A long-term study of patients receiving gene therapy shows positive results.1 Researcher Dr. Robert Maclaren published a letter in the New England Journal of Medicine indicating that 5 out of the 6 patients with a rare genetic eye disease either improved or stayed the same after treatment. This may lead to approval of gene therapy for Choroideremia. This type of research may ultimately result in the approval of gene therapy for other more common eye diseases.
Men with Choroideremia have a defective gene that causes gradual and complete blindness. It is carried on the X chromosome. Only 1 in 50,000 males has the disease.2 Choroideremia is diagnosed by a genetic test. There is no known cure.
However, these clinical trials offer hope for halting or reversing the Choroideremia. A virus delivers a normal copy of the gene causing Choroideremia into the eye. Only one eye in each patient was treated. The untreated eyes acted as “controls.” In all cases, the untreated eye continued to deteriorate.
One patient was unable to receive a full treatment due to surgical problems. His vision continued to deteriorate.
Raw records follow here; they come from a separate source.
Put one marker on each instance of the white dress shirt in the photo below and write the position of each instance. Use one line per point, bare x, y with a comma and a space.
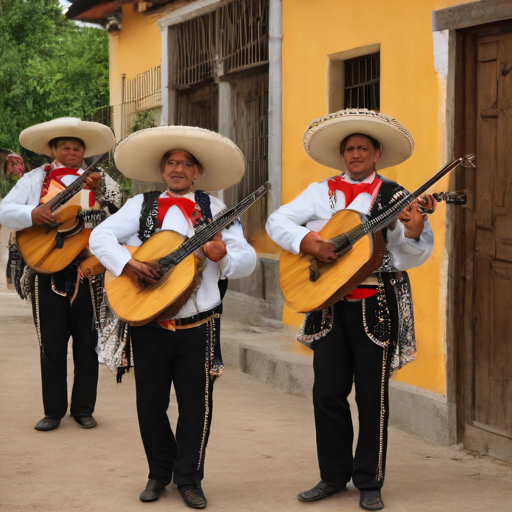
123, 227
310, 211
16, 207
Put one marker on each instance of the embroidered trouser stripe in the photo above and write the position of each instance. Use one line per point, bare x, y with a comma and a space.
162, 357
346, 356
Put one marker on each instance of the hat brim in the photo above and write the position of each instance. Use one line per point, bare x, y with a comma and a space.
139, 155
97, 138
323, 137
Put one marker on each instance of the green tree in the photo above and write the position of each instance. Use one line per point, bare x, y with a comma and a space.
49, 67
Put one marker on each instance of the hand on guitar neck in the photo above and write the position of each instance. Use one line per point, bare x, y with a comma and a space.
92, 182
215, 249
42, 214
413, 216
314, 245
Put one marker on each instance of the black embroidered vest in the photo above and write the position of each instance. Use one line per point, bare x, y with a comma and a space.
149, 213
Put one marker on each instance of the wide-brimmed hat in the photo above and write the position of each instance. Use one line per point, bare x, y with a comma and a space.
139, 155
323, 137
97, 138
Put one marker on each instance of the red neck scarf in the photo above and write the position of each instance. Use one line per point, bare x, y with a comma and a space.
352, 190
186, 206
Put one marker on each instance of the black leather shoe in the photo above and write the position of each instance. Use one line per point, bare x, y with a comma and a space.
47, 424
85, 421
321, 490
193, 496
152, 491
371, 500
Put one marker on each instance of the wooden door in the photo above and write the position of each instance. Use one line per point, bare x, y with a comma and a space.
486, 409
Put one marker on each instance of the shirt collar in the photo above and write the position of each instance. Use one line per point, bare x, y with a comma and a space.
369, 179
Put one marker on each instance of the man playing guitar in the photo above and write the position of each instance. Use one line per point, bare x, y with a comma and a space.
61, 301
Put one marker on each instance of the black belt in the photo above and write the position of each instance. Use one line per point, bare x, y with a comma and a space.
217, 310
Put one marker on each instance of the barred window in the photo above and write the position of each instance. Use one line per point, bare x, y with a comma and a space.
362, 82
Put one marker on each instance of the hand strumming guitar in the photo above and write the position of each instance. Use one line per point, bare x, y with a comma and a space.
92, 182
215, 249
145, 271
314, 245
43, 215
413, 216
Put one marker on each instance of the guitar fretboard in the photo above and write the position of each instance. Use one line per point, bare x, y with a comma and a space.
220, 221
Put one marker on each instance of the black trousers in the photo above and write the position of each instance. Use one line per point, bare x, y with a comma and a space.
345, 356
162, 357
59, 319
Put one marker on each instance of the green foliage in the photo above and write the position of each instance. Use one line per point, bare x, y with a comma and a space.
6, 184
143, 120
49, 67
125, 184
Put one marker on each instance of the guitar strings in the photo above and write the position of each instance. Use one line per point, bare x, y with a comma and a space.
221, 220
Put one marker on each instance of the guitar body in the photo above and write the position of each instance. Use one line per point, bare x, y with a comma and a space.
139, 304
38, 244
335, 279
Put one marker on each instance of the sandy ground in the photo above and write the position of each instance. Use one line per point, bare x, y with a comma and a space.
261, 451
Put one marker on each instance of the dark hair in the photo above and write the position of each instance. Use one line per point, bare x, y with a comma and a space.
375, 142
168, 154
54, 142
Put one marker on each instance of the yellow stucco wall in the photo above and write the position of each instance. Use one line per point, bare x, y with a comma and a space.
411, 91
133, 50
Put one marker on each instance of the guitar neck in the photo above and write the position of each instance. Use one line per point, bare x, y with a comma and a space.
388, 216
392, 213
70, 191
219, 222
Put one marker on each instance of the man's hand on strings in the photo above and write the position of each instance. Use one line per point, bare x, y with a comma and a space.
92, 182
427, 204
144, 271
314, 245
215, 249
413, 216
43, 215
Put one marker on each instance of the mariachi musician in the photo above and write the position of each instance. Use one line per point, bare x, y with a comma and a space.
61, 301
183, 350
369, 333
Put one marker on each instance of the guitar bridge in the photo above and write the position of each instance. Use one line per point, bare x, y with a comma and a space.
314, 271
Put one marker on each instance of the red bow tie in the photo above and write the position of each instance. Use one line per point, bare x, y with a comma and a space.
186, 206
351, 190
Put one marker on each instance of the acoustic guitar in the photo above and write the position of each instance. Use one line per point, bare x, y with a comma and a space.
309, 284
174, 256
50, 248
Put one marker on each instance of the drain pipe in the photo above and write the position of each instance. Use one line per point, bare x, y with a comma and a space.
274, 104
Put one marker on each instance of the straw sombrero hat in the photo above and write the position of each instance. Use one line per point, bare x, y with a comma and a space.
139, 155
98, 138
323, 137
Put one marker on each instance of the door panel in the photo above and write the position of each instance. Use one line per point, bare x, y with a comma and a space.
491, 405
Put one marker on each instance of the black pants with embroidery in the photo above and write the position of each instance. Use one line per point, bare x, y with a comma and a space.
346, 356
60, 319
162, 357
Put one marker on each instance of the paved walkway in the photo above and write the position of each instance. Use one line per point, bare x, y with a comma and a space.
261, 451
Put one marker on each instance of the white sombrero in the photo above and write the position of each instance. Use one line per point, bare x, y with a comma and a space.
139, 155
98, 138
323, 137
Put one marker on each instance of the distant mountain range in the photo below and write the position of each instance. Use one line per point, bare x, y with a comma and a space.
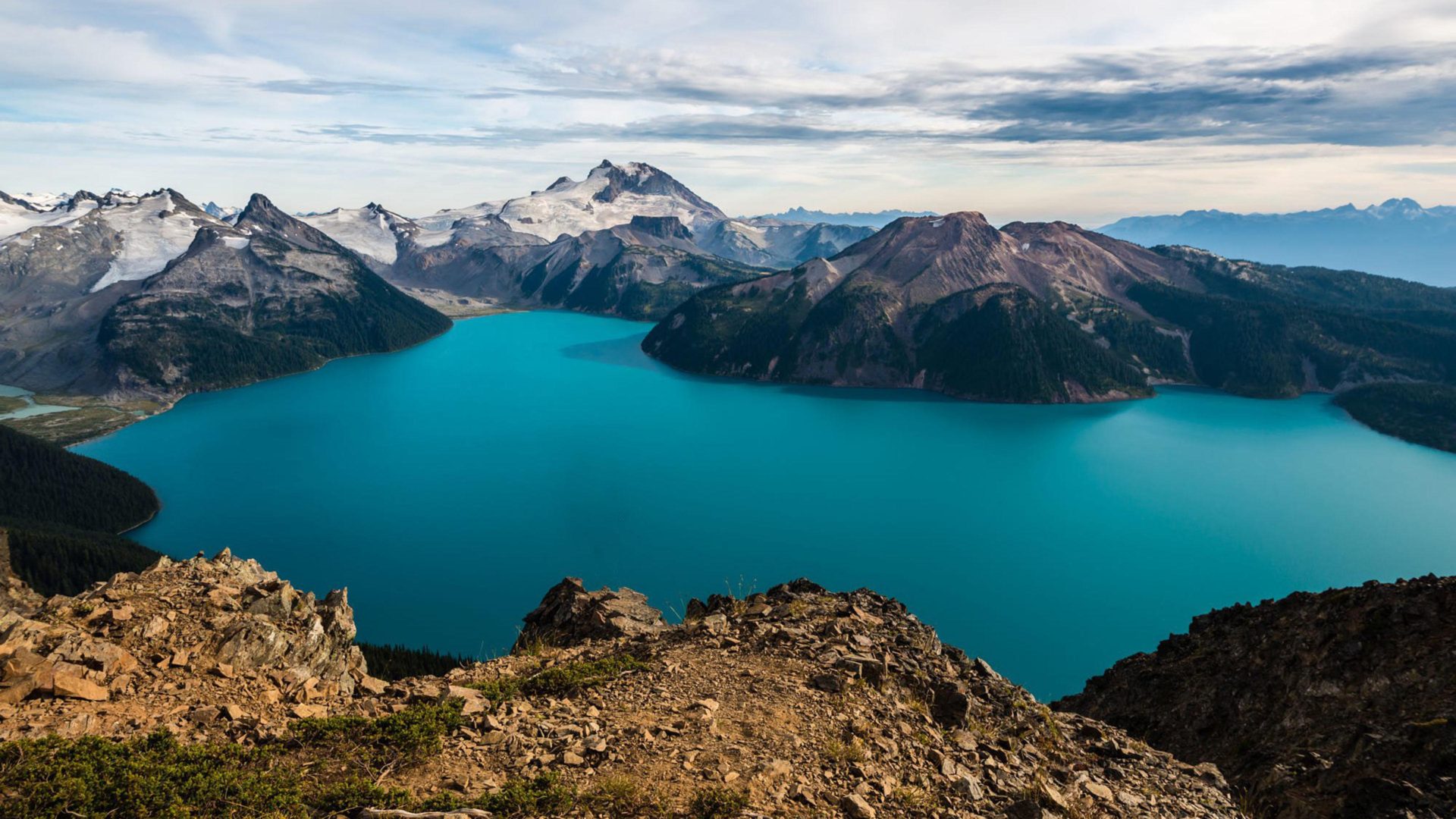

Two patients showed improvement after six months; the others stayed the same. Three to four years after the treatment, these two patients had continued their improvement. The three other patients maintained their visual acuity.
Some eye diseases have an obvious genetic component. Genetics may play a role in the risk of many eye disease. Ultimately, gene therapy may become the go-to remedy for various eye diseases, such as retinitis pigmentosa, Stargardt’s Disease, rod-cone dystrophy, optic nerve atrophy and macular degeneration.